Thursday, December 22, 2022

Always Fleeting and Always New

Change in plans.  I just have some notes I want to make, although I should probably console myself with the notion that notes, not treatises, are really what a blog is about.

“Roused, Readied, Reaped” has as its architecture a familiar notion of a cycle or arc of life, but insofar as the “roused, readied, reaped” phenomenon happens in the lives of creatures, unfamiliarity (or confrontation with the “alien”) is an intrinsic element.  Experientially, change is alien, growth is alien, learning is alien.  And of course, as I have written before, the divine is in the first instance to be viewed as alien to us, with every substantive instance of affinity between us and the divine to be seen as miraculous.

This can provide insight into what Jesus must mean by “seeing.”  In a set of unsettling (and theologically unsettled) statements Jesus tells us to pluck out our eyes if they cause us to sin.  The jarring quality of the statement (independent of the fact that it is meant to be jarring) is presented to us chiefly by our limitations of analysis of the teachings of Jesus.  We are drawn almost irresistibly to fancied commonalities with Jesus, and we have the corresponding aversion to the alien.

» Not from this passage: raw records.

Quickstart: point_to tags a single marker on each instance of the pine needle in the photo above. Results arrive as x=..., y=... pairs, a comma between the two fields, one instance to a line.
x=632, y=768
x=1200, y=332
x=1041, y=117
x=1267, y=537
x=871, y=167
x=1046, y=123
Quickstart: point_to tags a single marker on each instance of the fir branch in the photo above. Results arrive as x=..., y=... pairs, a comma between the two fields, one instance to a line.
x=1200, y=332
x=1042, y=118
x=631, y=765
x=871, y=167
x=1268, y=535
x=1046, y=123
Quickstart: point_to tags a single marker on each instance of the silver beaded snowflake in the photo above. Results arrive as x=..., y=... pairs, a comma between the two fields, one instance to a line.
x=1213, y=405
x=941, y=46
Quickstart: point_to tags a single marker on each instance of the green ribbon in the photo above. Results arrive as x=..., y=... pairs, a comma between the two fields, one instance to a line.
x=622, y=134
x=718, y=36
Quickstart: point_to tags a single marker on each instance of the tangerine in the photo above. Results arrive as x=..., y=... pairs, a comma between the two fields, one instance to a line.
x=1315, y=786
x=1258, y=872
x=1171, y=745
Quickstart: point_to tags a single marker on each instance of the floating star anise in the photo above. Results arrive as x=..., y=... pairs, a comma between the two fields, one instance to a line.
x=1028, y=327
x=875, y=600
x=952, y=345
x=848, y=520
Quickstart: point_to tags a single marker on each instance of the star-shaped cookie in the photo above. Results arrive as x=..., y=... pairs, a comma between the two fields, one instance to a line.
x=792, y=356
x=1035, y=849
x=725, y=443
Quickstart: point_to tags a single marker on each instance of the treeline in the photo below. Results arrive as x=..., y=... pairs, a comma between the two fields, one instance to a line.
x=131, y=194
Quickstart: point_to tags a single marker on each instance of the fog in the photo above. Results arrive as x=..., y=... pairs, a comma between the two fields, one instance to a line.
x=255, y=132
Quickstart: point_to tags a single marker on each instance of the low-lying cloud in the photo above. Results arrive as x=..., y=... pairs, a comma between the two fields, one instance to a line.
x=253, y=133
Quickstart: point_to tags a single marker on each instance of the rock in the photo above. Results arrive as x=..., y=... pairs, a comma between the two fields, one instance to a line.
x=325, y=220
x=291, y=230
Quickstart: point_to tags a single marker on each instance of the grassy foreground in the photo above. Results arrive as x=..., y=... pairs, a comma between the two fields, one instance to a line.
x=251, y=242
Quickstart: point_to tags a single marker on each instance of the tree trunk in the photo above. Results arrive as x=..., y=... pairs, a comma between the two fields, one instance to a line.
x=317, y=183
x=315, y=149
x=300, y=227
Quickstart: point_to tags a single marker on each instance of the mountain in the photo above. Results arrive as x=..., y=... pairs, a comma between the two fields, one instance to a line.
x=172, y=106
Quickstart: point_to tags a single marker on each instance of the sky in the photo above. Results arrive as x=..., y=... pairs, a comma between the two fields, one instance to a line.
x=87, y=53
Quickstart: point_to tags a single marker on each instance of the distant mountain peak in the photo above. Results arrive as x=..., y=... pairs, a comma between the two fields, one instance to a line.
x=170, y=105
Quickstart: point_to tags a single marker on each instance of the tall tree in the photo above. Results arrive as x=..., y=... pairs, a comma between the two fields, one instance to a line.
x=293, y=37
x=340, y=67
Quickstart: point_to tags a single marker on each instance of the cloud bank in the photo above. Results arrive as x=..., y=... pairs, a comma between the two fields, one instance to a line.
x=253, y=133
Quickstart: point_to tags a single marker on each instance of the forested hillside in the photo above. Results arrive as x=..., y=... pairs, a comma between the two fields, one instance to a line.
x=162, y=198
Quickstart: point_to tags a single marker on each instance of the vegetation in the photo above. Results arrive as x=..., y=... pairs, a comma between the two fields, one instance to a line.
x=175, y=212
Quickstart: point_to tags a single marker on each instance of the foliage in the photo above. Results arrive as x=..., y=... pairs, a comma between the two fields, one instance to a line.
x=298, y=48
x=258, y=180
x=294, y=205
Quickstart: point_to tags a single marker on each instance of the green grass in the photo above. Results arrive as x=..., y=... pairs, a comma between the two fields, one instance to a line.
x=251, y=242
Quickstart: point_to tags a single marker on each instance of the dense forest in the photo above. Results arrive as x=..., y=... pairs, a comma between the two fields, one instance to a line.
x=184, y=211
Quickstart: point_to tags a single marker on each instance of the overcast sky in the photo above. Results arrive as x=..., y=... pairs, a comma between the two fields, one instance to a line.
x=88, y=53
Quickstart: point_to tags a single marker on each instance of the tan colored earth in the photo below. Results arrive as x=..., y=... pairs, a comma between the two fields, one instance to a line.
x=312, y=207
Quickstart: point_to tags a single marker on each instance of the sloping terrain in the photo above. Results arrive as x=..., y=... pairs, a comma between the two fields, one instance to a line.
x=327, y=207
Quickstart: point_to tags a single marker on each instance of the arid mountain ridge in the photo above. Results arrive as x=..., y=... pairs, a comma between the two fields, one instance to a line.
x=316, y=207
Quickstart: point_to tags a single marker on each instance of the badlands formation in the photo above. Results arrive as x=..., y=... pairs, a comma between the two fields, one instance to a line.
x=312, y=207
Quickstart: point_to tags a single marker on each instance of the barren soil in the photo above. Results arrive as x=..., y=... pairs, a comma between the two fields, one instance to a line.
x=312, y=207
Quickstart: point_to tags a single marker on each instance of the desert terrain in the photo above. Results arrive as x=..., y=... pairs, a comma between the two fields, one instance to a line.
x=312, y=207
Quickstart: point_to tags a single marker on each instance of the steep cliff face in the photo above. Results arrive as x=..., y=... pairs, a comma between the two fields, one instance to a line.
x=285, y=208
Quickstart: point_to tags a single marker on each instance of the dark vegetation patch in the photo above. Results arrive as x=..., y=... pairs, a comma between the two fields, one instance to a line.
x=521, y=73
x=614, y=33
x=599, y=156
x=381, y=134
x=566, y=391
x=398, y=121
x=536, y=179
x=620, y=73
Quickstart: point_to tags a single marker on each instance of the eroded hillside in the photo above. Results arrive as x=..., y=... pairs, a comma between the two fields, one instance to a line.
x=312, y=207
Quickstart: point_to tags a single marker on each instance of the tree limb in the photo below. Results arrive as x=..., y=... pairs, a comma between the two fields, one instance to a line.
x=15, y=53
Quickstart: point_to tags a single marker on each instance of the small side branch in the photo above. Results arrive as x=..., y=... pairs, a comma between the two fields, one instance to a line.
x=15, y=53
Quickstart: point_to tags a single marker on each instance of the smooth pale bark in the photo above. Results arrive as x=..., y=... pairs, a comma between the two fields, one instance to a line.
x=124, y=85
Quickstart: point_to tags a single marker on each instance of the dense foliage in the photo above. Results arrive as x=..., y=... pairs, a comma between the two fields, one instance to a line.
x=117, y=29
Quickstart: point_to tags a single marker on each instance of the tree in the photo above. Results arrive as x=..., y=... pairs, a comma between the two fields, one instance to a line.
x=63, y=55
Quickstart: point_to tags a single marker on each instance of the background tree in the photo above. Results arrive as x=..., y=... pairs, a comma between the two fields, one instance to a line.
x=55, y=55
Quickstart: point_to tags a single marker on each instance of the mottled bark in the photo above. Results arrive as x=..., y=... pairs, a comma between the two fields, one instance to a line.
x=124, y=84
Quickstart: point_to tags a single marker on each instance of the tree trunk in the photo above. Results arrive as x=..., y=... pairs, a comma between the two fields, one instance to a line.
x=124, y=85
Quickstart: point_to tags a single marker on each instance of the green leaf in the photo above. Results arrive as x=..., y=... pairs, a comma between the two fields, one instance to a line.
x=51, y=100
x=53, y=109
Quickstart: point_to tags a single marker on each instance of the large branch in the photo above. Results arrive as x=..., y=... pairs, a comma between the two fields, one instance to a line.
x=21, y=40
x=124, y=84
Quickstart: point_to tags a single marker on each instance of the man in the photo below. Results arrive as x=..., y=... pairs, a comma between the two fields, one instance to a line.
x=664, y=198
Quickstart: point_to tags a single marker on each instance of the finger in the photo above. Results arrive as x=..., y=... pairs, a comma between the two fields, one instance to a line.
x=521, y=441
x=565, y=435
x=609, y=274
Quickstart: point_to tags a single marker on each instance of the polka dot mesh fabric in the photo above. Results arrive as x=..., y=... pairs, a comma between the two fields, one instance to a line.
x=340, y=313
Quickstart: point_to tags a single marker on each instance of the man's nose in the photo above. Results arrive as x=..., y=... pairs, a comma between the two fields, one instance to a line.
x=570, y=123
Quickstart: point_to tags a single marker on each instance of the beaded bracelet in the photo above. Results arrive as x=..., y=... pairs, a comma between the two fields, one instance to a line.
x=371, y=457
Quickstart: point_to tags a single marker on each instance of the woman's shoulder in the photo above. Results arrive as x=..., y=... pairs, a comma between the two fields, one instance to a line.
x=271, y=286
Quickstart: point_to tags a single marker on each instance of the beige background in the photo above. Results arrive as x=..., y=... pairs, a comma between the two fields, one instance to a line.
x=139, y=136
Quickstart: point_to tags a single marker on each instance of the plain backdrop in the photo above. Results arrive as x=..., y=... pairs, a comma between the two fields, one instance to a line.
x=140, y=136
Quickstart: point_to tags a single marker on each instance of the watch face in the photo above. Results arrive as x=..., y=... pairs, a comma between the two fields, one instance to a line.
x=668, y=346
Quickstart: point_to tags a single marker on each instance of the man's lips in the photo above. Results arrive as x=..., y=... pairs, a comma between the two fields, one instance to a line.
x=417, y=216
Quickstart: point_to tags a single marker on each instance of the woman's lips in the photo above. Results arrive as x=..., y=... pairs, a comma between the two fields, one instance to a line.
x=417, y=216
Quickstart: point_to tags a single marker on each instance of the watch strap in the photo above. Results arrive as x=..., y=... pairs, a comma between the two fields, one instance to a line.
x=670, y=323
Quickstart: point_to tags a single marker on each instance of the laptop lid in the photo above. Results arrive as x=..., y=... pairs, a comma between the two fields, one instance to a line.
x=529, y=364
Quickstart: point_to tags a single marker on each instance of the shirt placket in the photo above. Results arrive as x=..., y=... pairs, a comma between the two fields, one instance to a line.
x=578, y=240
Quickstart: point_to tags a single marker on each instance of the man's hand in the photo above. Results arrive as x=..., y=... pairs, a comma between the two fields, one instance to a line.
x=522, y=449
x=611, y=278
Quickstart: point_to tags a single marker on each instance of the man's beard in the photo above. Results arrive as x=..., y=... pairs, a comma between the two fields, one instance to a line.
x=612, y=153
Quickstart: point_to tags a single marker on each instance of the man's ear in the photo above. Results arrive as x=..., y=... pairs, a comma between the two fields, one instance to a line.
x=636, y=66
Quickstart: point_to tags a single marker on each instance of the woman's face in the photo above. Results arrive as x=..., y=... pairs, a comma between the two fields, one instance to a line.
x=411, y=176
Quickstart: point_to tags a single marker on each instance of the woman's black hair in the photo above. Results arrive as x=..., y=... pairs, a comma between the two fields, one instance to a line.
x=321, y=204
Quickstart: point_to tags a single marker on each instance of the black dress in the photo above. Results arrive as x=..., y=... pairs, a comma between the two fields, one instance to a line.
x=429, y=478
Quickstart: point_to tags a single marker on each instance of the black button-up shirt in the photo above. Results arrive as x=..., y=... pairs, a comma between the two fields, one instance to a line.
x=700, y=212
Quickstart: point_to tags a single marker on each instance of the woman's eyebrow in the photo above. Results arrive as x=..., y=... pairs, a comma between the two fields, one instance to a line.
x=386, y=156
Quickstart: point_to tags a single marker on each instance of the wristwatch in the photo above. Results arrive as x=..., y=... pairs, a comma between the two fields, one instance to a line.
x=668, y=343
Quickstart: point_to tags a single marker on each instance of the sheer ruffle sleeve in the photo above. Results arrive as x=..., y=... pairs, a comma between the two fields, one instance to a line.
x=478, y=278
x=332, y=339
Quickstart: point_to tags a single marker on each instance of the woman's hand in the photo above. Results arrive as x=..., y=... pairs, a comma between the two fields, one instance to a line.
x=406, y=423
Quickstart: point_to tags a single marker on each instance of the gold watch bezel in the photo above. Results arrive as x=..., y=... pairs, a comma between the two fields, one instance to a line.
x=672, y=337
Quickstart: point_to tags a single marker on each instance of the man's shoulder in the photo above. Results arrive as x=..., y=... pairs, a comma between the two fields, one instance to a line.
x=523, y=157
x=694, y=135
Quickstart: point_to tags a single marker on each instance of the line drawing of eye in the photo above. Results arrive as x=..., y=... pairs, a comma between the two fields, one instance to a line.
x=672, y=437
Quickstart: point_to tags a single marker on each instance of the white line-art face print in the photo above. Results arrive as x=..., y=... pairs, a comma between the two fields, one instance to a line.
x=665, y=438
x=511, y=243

It is, however, to the alien we must look if we are to find truth.  It is also to the alien we must look if we are to avoid sin.  God’s purity is alien to us.  The sin that separates us from God is, however, most mundane and familiar.  We would do well to note that Jesus is not warning us from sinful members of our bodies.  When Jesus tells us what to do when our eye causes us to sin, his statement is predicated on the notion that we have had experience of what happens to us when we cast our eyes in a certain direction.  Similarly, we have experience of what happens to us when we put our hands to this or that, or when we direct our feet here or there.

The remedy of having one’s eye cause one to sin is to look elsewhere—anywhere, if necessary.  The remedy is to look to the alien, and any search for God’s truth will lead of necessity to the alien.  It is the age-old phenomenon of “the dog returning to its vomit” that characterizes sinfulness.  Indeed, anything that has become familiar to us is apt to be a danger.  When Jesus speaks of new wine in new wineskins, he is speaking of our need to not only learn new things, but also to be willing to let learning change our very selves.  It is for this reason that the notion of time-honored “Christian growth,” lurching up already in the epistles, has little or no basis is the Gospels.  Jesus does not direct his teaching to the building up of knowledge, but rather to the breaking down of internal barriers, each breach of which makes a person to some extent a different person.

Of course, we are apt to resist such change—such yielding to the alien—and we are aided in this resistance by the fact that we must rely on the old that we know (or think we know) in addition to the new.  Jesus recognizes this when he speaks of the scribe and a store of knowledge new and old.  He also recognizes, however, (in an extension of the “wine” analogy) how people are apt to prefer the old.  We want to be able to rely on what we think we know.

Reckoning, however, that we must be willing to give up all to follow Jesus, we must admit that it is incumbent upon us to be open to new things, and to be open to new views of old things.  This is what Jesus means when he says things like, “whoever has ears to hear, let him hear.”  We, indeed, hear such things spoken from pulpit and podium, but rarely do we register such things in the immediacy that characterizes Jesus’ teachings.  Let us hear—and believe we understand and accept—a teaching of Jesus, and for the rest of our lives we will hear such a teaching repeated and accompanied by “whoever has ears to hear, let him hear.”  To us, however, that usually seems like an admonition for us to recall our experience of learning the thing in question.  This is a horror.  Nothing learned from God is ever really understood by us—that is the essential nature of an equation that includes the perfect and the imperfect.  If truth is directed to us by God, it must be renewed continually by us in our reception.  “In our reception” is the key—knowledge of the things of God is never to be recalled in terms of a previously-accepted teaching and reinforced by a conscious desire to strengthen a belief already held.  Truth from God is to heard anew in every instance—and hopefully in as many challenging, alien instances as possible—from the very first reverberation of sound and from the very first glimpse.

Connection with the Great Other is always fleeting and always new.